A search of the Web site for Lonely Planet, where adventurous travelers worldwide trade tips and announce plans, turned up not a single message from anyone heading into Iraq.

But Mr. Bolotov and Mr. Kubaytan said they were not afraid.

“Hitchhiking around Chechnya was scary,” Mr. Bolotov said. “Chechnyans don’t like Russians. Iraqis, they don’t care about Russians.”

On the plus side, they said, postwar Iraq is the only country in the Arab world without a visa requirement.

Even the heat, which can reach 140 degrees in Iraq, is not a problem. “It’s nothing compared to the Sudan,” said Mr. Kubaytan, who hitchhiked through Africa on a trip that he ended after contracting malaria.

The pair met through an informal network of like-minded travelers that number about 100 in Russia. They have formed an organization called the Unknown World Project with a Web site (www.geocities.com/koubatian/index_en.htm) where they post their photos, travel experiences and appeal for donations. They even have business cards identifying each as a “traveler.”

Between the two, they’ve hoofed it through much of the Eastern Hemisphere: Malaysia, Australia, Eastern Europe, the Balkans, and a dozen other countries and regions.

This trip began June 1. After navigating their way past the blood-soaked Caucasus, they made their way through Armenia and Turkey, and finally crossed the Iraqi border at the northern city of Zakho on Friday.

They hope to hitch their way through the Iraqi countryside on a two-year journey that will lead them through Iran, Pakistan, India and eventually across the sea to North and South America.

Mr. Kubaytan, 27, trained as an economist, and Mr. Bolotov, 38, a marine navigator and athletic trainer, both quit their jobs before they hit the road. “I usually get a job for six months, save up some money, quit and travel,” Mr. Kubaytan said.

Living out of a tent and eating food provided by kind strangers, they said they don’t need much money for this kind of travel. On this trip, Mr. Kubaytan brought a little more than $300 in cash and Mr. Bolotov started with $200. Between them, they have less than $300 left.

“We don’t need money,” Mr. Kubaytan said. “The only things we need money for are visas. Visas are expensive.”

Life out of a backpack is simple: Their supplies include some clothes, sleeping bags and mats, snacks, a water boiler, and a few Band-Aids they call a first-aid kit.

Their only souvenirs are the music cassettes of the countries they visit and photos taken with a digital camera they brought along.

They take any opportunity to bathe. Treated to lunch by another foreign visitor to Iraq, they scrubbed themselves clean in the bathroom of a hotel restaurant.

They conceded knowing little about the geography or history of Iraq. Mr. Bolotov, told that it might not be safe to hitchhike through former Saddam strongholds such as Tikrit or Samarra, meticulously copied a makeshift map of Iraq onto a napkin at a restaurant.

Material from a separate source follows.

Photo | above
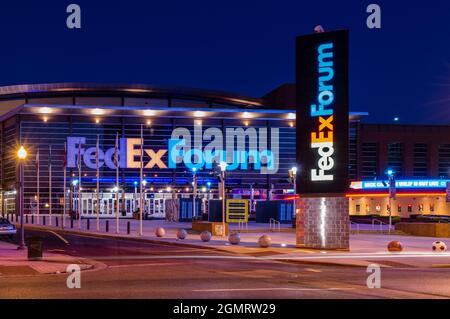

“Babylon, yes,” he said. “Where is Babylon? We have to go there.”

On such trips, they often ask locals whether they can stay in their homes. Or they try to beg floor space from relief organizations where they can spread their sleeping bags.

Getting rides is the easy part, they said. They merely wait for curious drivers to slow down and question the distinctive pair. Or they wave down vehicles and ask for lifts. “Trucks or tractors, we don’t care,” Mr. Bolotov said.

The hard part, they said, was thinking about home.

Mr. Bolotov began hitchhiking obsessively three years ago, part of a radical makeover of his life after a nasty divorce.

Mr. Kubaytan began hitchhiking in 1997, just as he entered the trials of adulthood.

“I wanted to feel like I had an extraordinary life,” he said. “When I’m at home, I feel so normal and ordinary. When I’m traveling I feel special, like my life has purpose and meaning.”